Another historical snapshot

Posted by

This is Port Townsend’s city hall in its original form, referred to as under construction in 1891 in my recent blog on prostitution. This photograph, obviously was taken immediately after the then-impressive edifice was completed, probably by James M. McMurry (sic), who with his camera recorded much of the town’s history during and around 1890-’91. I have some of his old glass-plate negatives.

To the rear of this grand structure—for the convenience of any city staff or officials who might wander slightly astray—is the Green Light bordello. It was destroyed by fire in 1914. Snug up against City Hall’s west wall is the

wall of the Olympic Hotel’s saloon, another convenience for those involved with business in City Hall.

Water Street, of course, was an insignificant dirt road.

City Hall was built in place of an almost-new frame structure that had been completed on the same restrictive 55x110-foot lot in November 1889—built at a cost of $774 and comprising basically a jail and fire department. The city council previously had been meeting in the county courthouse. The courthouse at that time was the Fowler building on Adams Street, later and currently occupied by the Port Townsend Leader.

When the new city hall was proposed at the beginning of 1891, the Leader led the protest also voiced by numerous of the town’s leading citizens that the proper place for the structure should be “on the hill” in looking to the city’s future growth. Some others found reasonable arguments for a downtown location—including one who said the jail would be more convenient for the police department. Some saw no need at all for the facility.

But a city council generally attuned to the business community affirmed the location and called for bids to be limited at $30,000. On March 3, the lower of only two qualifying bids was the $29,700 of the architectural firm of Bamberg, Groliere & Collins. This meant that Whitney & Campbell, local contractors and builders, would do the carpentry work, supervised by Batwell & Patrick, architects.

Prior to construction, the city had the 1889 facilities moved and used, paying $100 for the relocation to Washington Street (back around to the other side of the Green Light).

The City Hall preceded completion of the present County Courthouse “on the hill.”

My second volume of local history contains six pages on this City Hall project, including a photo of the previous structure but not the photo above, which I’m using here for the first time.

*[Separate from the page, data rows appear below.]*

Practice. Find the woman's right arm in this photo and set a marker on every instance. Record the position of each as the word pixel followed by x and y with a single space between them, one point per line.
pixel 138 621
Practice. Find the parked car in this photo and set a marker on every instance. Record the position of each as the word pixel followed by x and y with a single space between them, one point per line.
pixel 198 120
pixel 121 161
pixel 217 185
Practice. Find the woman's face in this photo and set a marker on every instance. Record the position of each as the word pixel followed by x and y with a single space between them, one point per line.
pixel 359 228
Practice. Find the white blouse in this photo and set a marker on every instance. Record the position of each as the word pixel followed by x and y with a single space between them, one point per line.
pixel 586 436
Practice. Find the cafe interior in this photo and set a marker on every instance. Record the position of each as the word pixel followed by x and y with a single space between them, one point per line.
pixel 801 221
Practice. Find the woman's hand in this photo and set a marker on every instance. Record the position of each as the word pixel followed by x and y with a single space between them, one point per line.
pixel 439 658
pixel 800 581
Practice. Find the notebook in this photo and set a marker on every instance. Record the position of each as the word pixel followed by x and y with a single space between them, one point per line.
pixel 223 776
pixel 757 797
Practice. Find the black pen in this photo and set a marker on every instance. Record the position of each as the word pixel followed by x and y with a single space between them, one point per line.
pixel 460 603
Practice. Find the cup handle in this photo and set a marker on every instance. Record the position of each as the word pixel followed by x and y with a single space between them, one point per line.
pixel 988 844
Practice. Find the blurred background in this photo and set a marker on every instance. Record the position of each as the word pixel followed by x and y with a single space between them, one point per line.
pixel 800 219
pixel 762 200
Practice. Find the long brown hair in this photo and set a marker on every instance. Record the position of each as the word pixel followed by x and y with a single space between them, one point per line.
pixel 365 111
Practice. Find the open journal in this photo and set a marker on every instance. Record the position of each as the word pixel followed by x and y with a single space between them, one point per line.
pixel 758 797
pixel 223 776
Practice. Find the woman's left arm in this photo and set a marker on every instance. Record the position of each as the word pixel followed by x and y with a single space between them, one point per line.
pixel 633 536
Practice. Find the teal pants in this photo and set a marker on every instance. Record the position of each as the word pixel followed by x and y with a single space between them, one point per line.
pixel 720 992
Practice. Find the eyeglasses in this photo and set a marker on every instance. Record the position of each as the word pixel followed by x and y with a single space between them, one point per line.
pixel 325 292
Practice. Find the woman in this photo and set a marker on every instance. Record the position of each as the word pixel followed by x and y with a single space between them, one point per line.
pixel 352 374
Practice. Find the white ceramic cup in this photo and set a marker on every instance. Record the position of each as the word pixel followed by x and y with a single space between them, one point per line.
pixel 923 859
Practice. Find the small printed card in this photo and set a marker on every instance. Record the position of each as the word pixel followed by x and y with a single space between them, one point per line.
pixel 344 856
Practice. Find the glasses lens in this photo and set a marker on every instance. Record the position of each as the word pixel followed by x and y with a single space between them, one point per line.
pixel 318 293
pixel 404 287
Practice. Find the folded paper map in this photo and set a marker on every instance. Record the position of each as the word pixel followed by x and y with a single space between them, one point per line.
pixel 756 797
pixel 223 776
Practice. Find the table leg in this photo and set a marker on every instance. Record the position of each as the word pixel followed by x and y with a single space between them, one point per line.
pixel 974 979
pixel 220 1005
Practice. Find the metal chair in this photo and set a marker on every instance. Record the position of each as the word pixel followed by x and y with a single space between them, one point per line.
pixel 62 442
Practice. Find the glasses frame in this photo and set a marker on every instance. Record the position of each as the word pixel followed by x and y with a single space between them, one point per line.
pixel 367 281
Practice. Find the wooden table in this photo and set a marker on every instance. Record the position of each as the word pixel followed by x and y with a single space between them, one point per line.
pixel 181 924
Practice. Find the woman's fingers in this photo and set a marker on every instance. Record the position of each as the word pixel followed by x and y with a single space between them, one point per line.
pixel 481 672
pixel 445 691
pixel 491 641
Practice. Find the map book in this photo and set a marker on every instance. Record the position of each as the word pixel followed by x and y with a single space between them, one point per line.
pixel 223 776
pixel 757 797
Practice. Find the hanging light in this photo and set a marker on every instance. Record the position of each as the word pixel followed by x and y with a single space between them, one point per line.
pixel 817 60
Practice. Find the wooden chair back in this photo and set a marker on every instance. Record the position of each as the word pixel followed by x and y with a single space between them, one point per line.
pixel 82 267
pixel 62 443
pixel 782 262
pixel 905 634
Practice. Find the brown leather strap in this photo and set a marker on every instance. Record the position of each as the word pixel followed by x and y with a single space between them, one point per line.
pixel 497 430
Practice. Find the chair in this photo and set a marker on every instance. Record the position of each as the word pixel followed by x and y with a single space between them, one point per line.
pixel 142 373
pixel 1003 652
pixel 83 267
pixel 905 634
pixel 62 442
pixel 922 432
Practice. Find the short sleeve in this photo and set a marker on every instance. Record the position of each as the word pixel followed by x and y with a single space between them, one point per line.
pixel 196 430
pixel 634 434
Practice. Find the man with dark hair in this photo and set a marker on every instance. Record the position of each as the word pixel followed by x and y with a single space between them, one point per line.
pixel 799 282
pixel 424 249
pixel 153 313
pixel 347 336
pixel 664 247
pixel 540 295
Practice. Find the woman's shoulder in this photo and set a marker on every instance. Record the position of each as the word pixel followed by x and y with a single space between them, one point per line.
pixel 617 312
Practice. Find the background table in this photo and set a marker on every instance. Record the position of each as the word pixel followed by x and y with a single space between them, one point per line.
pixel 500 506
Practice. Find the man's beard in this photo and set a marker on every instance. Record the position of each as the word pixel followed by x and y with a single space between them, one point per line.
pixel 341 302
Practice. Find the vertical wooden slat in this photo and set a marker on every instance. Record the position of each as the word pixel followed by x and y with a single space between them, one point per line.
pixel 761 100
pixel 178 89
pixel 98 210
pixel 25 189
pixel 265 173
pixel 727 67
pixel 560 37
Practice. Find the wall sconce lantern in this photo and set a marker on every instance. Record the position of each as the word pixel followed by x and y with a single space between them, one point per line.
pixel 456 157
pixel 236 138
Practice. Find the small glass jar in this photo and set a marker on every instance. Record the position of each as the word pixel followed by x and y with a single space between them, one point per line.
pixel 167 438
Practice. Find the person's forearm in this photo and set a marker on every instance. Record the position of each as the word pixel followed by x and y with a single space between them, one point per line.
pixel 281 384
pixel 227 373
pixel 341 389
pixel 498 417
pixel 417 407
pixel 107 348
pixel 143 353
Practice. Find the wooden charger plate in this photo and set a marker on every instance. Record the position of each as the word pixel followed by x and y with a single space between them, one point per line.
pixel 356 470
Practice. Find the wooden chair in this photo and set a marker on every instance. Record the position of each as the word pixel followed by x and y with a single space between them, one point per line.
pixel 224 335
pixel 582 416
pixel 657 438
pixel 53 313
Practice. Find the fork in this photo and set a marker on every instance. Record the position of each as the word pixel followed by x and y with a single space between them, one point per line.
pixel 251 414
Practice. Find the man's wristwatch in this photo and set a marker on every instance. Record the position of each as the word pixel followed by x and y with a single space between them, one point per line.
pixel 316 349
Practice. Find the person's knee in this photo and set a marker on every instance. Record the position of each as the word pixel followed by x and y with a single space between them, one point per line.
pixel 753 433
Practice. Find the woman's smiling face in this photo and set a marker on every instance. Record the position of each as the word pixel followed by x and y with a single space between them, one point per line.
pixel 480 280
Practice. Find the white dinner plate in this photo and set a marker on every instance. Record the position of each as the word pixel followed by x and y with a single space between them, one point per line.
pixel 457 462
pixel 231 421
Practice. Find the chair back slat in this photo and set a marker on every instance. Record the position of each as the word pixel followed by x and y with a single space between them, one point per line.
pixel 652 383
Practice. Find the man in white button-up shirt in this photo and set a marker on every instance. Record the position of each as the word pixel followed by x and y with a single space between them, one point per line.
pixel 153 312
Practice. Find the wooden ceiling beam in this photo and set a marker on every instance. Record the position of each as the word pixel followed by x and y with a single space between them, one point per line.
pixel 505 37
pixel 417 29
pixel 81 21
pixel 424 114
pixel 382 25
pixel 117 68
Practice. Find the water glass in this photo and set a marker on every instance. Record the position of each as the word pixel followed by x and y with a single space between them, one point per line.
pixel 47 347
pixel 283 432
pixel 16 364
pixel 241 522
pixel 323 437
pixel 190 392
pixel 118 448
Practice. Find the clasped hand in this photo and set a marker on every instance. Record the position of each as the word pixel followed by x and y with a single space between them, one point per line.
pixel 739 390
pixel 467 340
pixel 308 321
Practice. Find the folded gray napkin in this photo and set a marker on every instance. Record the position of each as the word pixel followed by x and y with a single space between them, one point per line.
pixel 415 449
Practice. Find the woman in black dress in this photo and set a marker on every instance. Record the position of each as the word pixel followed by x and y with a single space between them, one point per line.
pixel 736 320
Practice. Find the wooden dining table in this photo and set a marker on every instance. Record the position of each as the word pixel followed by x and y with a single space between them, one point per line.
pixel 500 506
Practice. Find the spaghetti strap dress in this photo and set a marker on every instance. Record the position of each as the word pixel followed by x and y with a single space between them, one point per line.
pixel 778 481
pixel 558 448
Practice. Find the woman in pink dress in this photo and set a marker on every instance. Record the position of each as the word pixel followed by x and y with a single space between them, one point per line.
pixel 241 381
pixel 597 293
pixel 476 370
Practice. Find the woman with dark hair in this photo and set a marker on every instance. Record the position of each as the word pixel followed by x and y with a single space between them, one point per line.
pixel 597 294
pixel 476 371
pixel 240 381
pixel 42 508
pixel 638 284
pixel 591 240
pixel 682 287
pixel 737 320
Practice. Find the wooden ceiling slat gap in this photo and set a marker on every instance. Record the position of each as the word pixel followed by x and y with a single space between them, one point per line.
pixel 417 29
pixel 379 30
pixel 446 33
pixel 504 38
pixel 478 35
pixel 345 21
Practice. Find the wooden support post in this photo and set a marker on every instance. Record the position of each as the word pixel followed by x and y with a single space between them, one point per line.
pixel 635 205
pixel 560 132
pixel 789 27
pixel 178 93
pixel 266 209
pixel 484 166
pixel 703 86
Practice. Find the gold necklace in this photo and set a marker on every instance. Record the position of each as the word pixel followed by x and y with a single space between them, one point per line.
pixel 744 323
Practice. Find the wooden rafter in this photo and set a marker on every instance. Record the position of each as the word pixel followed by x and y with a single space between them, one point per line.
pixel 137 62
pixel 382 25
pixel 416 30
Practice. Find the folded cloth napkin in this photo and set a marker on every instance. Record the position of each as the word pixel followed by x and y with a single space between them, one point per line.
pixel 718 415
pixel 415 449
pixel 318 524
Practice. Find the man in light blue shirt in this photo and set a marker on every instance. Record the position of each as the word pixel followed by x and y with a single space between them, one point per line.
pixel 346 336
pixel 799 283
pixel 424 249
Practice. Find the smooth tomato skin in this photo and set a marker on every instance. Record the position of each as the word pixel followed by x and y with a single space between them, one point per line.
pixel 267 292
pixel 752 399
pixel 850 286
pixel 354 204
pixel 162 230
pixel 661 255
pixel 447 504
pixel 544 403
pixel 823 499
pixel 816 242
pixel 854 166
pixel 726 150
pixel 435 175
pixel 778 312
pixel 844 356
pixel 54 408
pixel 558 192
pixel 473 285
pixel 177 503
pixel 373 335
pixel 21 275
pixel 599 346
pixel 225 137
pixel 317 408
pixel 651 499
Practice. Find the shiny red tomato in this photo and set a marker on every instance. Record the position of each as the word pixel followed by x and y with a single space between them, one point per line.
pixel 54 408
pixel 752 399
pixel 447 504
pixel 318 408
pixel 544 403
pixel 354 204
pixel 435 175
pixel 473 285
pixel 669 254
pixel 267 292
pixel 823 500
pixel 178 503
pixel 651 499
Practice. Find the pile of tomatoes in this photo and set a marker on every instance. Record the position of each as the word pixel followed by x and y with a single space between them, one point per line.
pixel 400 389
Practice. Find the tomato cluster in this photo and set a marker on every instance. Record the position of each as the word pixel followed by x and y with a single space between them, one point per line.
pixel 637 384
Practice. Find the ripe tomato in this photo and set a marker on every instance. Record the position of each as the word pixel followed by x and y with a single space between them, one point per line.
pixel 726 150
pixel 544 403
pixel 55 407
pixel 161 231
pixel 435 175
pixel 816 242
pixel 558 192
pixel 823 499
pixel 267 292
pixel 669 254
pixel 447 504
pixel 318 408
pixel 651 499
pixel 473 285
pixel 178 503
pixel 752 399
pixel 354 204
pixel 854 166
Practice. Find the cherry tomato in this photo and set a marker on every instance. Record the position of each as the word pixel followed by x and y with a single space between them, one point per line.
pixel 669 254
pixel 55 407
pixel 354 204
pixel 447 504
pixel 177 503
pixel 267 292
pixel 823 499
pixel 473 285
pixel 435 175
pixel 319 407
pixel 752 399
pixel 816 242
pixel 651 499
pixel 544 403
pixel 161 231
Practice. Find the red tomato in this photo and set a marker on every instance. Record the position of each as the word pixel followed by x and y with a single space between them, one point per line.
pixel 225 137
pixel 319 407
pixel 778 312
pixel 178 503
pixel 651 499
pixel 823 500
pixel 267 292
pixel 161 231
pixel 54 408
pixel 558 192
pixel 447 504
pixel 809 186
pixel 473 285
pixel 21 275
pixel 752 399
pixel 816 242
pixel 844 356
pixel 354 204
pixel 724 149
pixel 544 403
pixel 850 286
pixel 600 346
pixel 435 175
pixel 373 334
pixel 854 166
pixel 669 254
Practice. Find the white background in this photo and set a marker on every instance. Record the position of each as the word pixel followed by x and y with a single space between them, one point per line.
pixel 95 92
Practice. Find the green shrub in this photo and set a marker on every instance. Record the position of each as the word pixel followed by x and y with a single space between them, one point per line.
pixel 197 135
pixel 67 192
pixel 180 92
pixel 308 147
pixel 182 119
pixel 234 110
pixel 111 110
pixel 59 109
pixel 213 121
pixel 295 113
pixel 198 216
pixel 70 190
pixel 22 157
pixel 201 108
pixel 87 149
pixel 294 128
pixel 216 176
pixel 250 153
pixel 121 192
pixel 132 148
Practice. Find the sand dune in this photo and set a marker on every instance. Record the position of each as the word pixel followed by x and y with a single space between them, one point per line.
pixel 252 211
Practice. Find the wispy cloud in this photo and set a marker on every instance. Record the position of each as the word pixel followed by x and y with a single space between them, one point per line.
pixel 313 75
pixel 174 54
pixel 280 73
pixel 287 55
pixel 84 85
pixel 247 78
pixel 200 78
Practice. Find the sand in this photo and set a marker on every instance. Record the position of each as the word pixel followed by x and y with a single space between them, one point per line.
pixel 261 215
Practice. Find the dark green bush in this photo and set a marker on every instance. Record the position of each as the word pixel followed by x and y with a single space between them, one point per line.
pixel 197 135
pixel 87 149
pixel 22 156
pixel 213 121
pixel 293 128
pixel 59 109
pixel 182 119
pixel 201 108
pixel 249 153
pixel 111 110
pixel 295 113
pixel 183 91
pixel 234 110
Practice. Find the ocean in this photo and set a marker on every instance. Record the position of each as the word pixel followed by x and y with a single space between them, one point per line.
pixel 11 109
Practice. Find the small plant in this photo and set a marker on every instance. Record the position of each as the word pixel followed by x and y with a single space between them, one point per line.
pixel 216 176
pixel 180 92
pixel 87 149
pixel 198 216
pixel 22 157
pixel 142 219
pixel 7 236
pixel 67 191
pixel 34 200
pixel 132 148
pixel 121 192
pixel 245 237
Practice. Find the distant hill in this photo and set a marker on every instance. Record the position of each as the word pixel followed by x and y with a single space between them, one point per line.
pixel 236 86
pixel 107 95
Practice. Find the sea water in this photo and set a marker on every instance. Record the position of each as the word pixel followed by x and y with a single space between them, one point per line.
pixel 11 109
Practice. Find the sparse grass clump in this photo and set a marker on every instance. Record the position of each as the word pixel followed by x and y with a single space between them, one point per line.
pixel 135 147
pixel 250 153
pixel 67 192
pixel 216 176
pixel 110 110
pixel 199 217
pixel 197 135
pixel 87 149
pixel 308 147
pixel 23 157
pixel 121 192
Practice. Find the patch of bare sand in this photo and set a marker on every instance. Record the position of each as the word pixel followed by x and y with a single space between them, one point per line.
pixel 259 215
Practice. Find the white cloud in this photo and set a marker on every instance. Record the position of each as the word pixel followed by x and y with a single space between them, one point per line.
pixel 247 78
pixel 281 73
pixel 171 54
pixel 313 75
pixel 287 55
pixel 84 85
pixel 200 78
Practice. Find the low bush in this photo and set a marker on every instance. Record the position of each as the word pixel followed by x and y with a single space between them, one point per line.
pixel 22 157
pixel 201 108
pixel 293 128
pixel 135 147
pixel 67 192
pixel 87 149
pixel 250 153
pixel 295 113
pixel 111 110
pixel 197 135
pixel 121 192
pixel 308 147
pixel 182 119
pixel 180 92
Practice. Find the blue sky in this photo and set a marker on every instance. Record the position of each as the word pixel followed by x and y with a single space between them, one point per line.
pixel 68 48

That volume is presently “off sale” but a copy possibly is available at the Jefferson County Historical Society’s research center on the Chimacum Cut-Off (or call me at 385-2059). The foundation Volume One is “out of print” but may be browsed at the same JCHS facility. The 1,000-plus pages of both volumes (involving some 45 years of research on my part) were erased from their digital origins by a catastrophic computer disaster in 2007.

History is a serious frustration in that so much of the detail escapes forever. Those who would profit from it freely speculate in coloring outside the lines. Such as a fly-by-night TV producer who called me the other day in search of a cheap sensational version of our city’s early days.

The past was, of course, colorful, but the reality is in the recorded detail.

Personally, I feel an obligation to both the past and the future.